If the overwhelmingly bullish equity market didn’t do much for M&A in the first months of 2012, it certainly gave a big boost to the companies looking to go public. Investors have handed out double-digit valuations to a number of IPO candidates so far this year, pushing several new offerings above the magical threshold of $1bn in market capitalization. That has sparked a rethink about exits by startups and their backers, who had been banking almost exclusively during the recession on selling their companies. (Overall, as we recently noted, spending on tech M&A in Q1 dropped to its lowest quarterly level in two years.)

A quick look at the list of Q1 offerings arguably shows a healthier period for tech IPOs than at any point in the past decade: Guidewire Software, which went public in January, has doubled since its debut and currently trades at a $1.5bn market value. ExactTarget has created even more market value since its March offering, which gave the company the largest capitalization of any SaaS company on its debut. Millennial Media nearly doubled during its March debut, valuing the mobile ad platform vendor at nearly $2bn. In late February, Bazaarvoice went public above its expected range and has risen steadily since then. The social commerce firm commands a valuation of $1.1bn, roughly 10 times the sales it recorded in 2011. Demandware trades at an even steeper multiple: Its $800m market cap works out to an eye-popping 14 times last year’s sales.
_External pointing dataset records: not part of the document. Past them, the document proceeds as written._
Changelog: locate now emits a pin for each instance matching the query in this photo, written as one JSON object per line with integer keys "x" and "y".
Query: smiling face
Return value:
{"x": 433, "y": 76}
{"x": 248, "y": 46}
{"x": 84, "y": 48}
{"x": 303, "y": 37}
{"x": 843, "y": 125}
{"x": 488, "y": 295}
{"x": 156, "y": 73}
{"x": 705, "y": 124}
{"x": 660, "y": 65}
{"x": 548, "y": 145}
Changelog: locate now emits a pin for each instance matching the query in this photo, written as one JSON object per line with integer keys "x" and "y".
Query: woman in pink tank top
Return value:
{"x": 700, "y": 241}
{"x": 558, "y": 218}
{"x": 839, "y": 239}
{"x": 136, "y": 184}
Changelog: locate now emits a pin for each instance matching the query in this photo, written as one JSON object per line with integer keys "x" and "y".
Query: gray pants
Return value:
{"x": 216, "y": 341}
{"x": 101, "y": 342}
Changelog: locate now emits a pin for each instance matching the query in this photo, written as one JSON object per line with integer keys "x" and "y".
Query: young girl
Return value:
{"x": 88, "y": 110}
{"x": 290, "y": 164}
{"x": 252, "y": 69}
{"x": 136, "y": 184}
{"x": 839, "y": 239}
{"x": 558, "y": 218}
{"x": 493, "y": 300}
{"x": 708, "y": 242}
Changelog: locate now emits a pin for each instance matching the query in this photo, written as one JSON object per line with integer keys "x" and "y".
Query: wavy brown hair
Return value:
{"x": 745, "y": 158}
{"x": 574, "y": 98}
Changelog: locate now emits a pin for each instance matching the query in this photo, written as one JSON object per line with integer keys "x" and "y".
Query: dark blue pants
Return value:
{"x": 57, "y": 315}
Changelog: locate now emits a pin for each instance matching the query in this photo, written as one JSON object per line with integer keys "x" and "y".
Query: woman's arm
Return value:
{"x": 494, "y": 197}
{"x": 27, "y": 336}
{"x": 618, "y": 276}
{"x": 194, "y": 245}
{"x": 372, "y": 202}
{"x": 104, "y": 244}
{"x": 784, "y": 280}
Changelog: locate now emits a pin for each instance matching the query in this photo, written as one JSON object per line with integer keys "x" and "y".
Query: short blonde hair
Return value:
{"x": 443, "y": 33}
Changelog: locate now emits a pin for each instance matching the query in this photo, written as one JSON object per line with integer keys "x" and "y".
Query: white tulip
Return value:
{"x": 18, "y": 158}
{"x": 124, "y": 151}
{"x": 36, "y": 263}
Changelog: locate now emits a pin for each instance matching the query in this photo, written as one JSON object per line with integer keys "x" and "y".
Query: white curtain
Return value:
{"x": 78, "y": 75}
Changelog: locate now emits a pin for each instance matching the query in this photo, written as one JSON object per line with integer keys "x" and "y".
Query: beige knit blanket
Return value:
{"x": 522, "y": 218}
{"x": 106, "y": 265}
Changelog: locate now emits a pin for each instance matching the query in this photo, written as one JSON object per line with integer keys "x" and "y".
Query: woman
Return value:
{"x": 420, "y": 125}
And, if anything, the current quarter should build on the momentum established by the IPO market at the start of the year. All investor eyes are looking ahead to the seminal offering from Facebook, which is reportedly set to take place next month. The social networking site, which filed its prospectus on February 1, is likely to start its life as a public company valued at about $100bn. That’s an astounding valuation for a company that earned $1bn on sales of $3.7bn in 2011.

While Facebook is pretty much a once-in-a-generation IPO, the buzz it generates will undoubtedly spread beyond the specific offering and even the consumer Internet sector. That will likely help entice more IPO candidates to put in their paperwork, as well as boost the fortunes of those that do make it to market.